John looks at his watch for a second and then pulls out his wallet. “You ken, ah cuid aye tak’ mah business tae th’ dealer aff Lenox ave, near west 123rd wynd. Wid be easier…”
The dealer realizes the obvious truth and quickly grabs a rolled-up newspaper and hands it to John, who in turn hands over a 100-dollar bill.
“Thanks fur th’ illegal drugs!”
John very quickly runs off and before anyone notices, he vanishes. Only then does the Dealer look at the dollar and see that there is a snail in an old, powdered wig on it.
“What the fuc-”
…
Eda props Lillith onto the couch and hands her an extra strength healing potion as King says, “What happened to you?”
Lilith sighs. “It’s a long and messy story full of- when did you get Luz’s popcorn?”
Eda and King had indeed grabbed 2 bags of the already cooked popcorn you can get at the store. Eda throws some in her mouth as she says, “The second you said ‘messy’.”

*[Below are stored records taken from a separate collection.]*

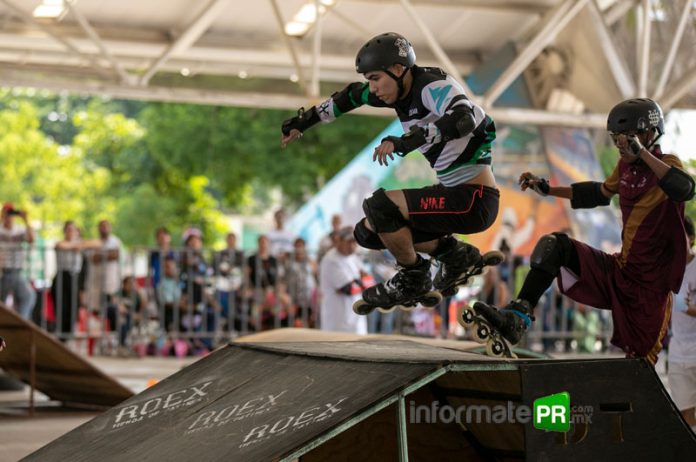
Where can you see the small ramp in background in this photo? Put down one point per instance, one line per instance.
(38, 359)
(379, 399)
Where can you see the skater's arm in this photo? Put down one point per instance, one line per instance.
(351, 97)
(542, 187)
(587, 194)
(674, 181)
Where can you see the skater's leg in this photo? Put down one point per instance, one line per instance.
(552, 252)
(387, 215)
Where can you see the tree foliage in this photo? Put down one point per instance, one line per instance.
(143, 165)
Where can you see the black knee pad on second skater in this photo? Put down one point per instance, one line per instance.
(382, 213)
(366, 237)
(551, 252)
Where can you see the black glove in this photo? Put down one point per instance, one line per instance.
(302, 121)
(541, 187)
(410, 141)
(634, 146)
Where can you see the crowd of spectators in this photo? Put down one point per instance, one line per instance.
(192, 298)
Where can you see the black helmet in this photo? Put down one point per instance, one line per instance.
(384, 50)
(638, 114)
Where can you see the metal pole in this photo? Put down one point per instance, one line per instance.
(676, 41)
(557, 20)
(402, 437)
(436, 48)
(644, 50)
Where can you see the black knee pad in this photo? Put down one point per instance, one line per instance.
(382, 213)
(367, 238)
(551, 252)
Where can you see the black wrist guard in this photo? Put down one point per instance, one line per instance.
(678, 185)
(587, 195)
(410, 141)
(302, 121)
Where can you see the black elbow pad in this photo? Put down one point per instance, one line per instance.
(457, 124)
(587, 195)
(678, 185)
(302, 121)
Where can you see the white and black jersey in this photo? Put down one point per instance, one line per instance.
(434, 97)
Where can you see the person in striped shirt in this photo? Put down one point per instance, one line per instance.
(453, 133)
(636, 283)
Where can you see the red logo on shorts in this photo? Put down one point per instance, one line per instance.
(432, 203)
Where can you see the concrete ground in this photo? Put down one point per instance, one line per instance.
(21, 434)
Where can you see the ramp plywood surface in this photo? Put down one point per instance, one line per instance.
(236, 404)
(60, 374)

This gets Lilith to do the most epic face palm in the history of face palms before saying, “Long story short, I was surprised by a Bibear while looking for Fire Bee honey.”
Eda, in an attempt to tease her sister, says, “Oh? The great Lilith Clawthorne felled by a simple Bibear?”
“You know those things are hard to deal with without magic!”
“Come on! Even I know that some ice takes care of them!”
“Well, Edalyn, where would I randomly get said ice from while in the woods?”
“With an Ice spell, what else?”
Lilith says nothing, but instead just waits a minute until Eda realizes the obvious.